Люди, выходящие из ада, бывают очень разные, в общих чертах и не опишешь. Толстые / худые, с усами / без усов, самая разношерстная публика. Если и есть у них у всех что-то общее, то скорее в поведении. Они все тихие такие, вежливые. Очень щепетильные в денежных делах. Никогда не пытаются сбить цену. И еще они всегда прямо железно знают, чего хотят. Почти никаких колебаний. Входят, спрашивают: «Сколько?» Заверни мне / не заворачивай мне, и все дела. Этакие гости, заскочившие на минуточку. Остаются всего на один день и возвращаются в ад. И никогда одного и того же гостя дважды не увидишь, потому что они выходят только один раз в сто лет. Вот такое правило. Как на курсе молодого бойца выходят одну субботу из трех, как на посту можно присесть на пять минут один раз в час, так всем жителям ада положен один день отпуска каждые сто лет. Если когда-то для этого и были причины, то сегодня их уже никто не помнит, теперь это, скорее, просто данность такая.

Ана, сколько она себя помнила, всегда работала в лавочке своего деда. Кроме жителей деревни покупателей особенно не было, но раз в несколько часов кто-нибудь обязательно заходил, воняя серой, и просил пачку сигарет, или шоколадку, или еще чего-нибудь. Некоторые просили то, чего сами наверняка никогда не видели и о чем только слышали от какой-нибудь другой заблудшей души. Так что Ане случалось наблюдать, как они борются с банкой кока-колы или пытаются съесть голландский сыр вместе с целлофаном, всякое такое. Иногда она пыталась поговорить с ними, сдружиться, но никто из них не знал узбекистанского или как там назывался ее язык. Словом, это всегда кончалось тем, что она показывала на себя пальцем и говорила: «Ана», а они показывали на себя и бормотали, скажем, «Карлос», или «Су Янг», или «Нисим», платили и сматывались по своим делам. Иногда ей случалось видеть их и позже, вечером, когда они бродили по улицам или сидели где-нибудь на тротуаре, уставившись в ночь, которая спускалась на них слишком быстро, а назавтра их уже нигде не было. Ее дедушка, страдавший чем-то вроде болезни, от которой ночью невозможно проспать больше часа, рассказывал ей, как ему случалось видеть их на рассвете спускающимися обратно в дыру совсем-совсем рядом с верандой их дома. С этой веранды дедушка видел ее отца, который был тем еще подонком, – он тоже спускался в дыру, пьяный в стельку, и распевал совершенно непристойную песню. Через девяносто с чем-то лет он тоже должен будет вернуться на один день.

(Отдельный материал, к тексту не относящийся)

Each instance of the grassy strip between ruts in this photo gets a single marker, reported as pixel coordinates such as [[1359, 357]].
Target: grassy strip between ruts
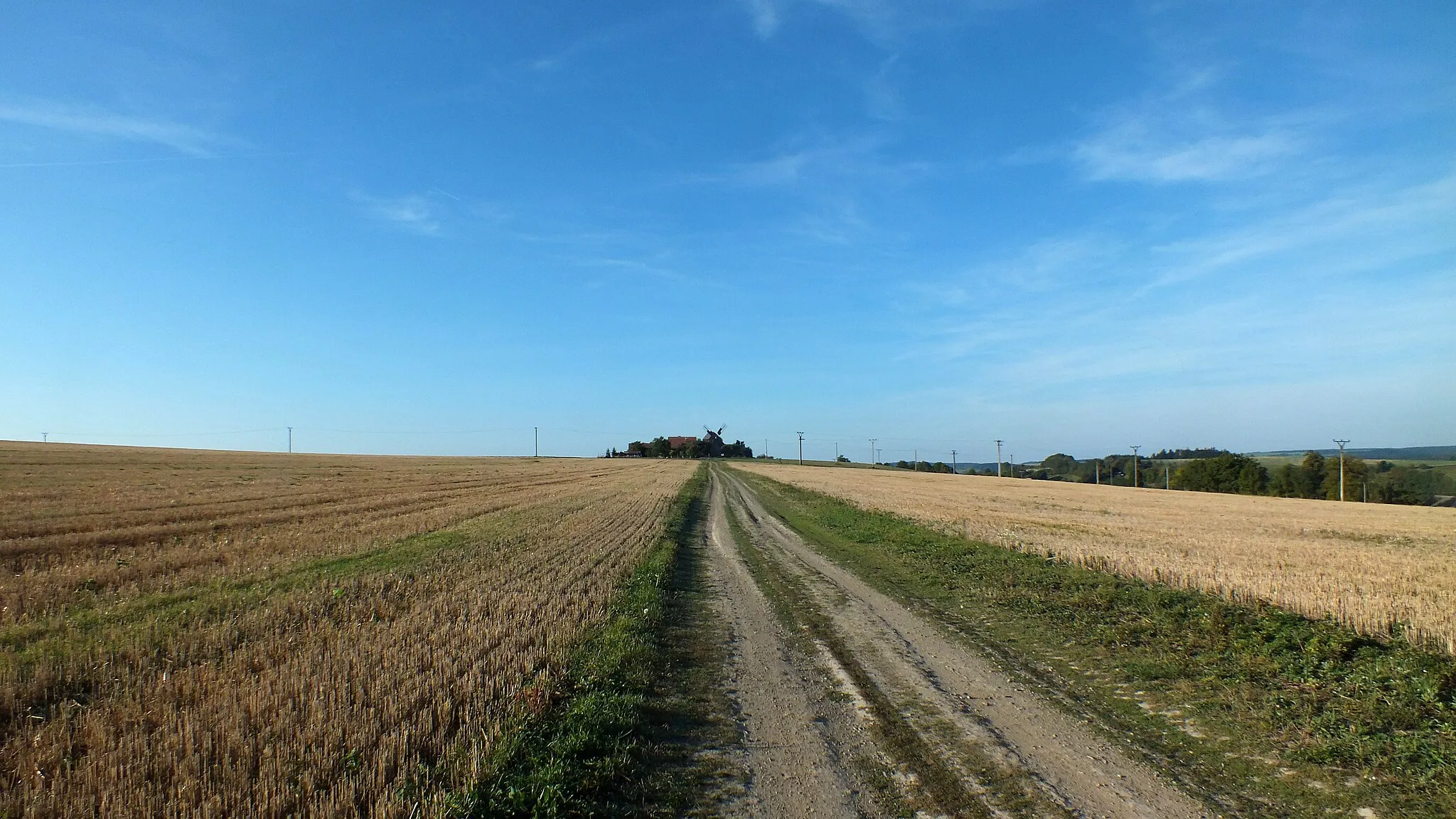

Забавно, но эти люди были для Аны, можно сказать, самым интересным в жизни. Их лица, их забавные одежки, попытки угадать, что такого ужасного они должны были совершить, чтобы попасть в ад. Потому что, честно говоря, больше вообще ничего не происходило. Иногда, когда ей становилось скучно в лавке, она пыталась представить себе следующего грешника, который войдет в дверь. Она всегда старалась представлять их очень красивыми или смешными. И действительно, раз в несколько недель мог появиться сногсшибательный красавчик или кто-нибудь, кто пытался съесть закрытую банку консервов, и они с дедушкой потом говорили об этих людях по нескольку дней.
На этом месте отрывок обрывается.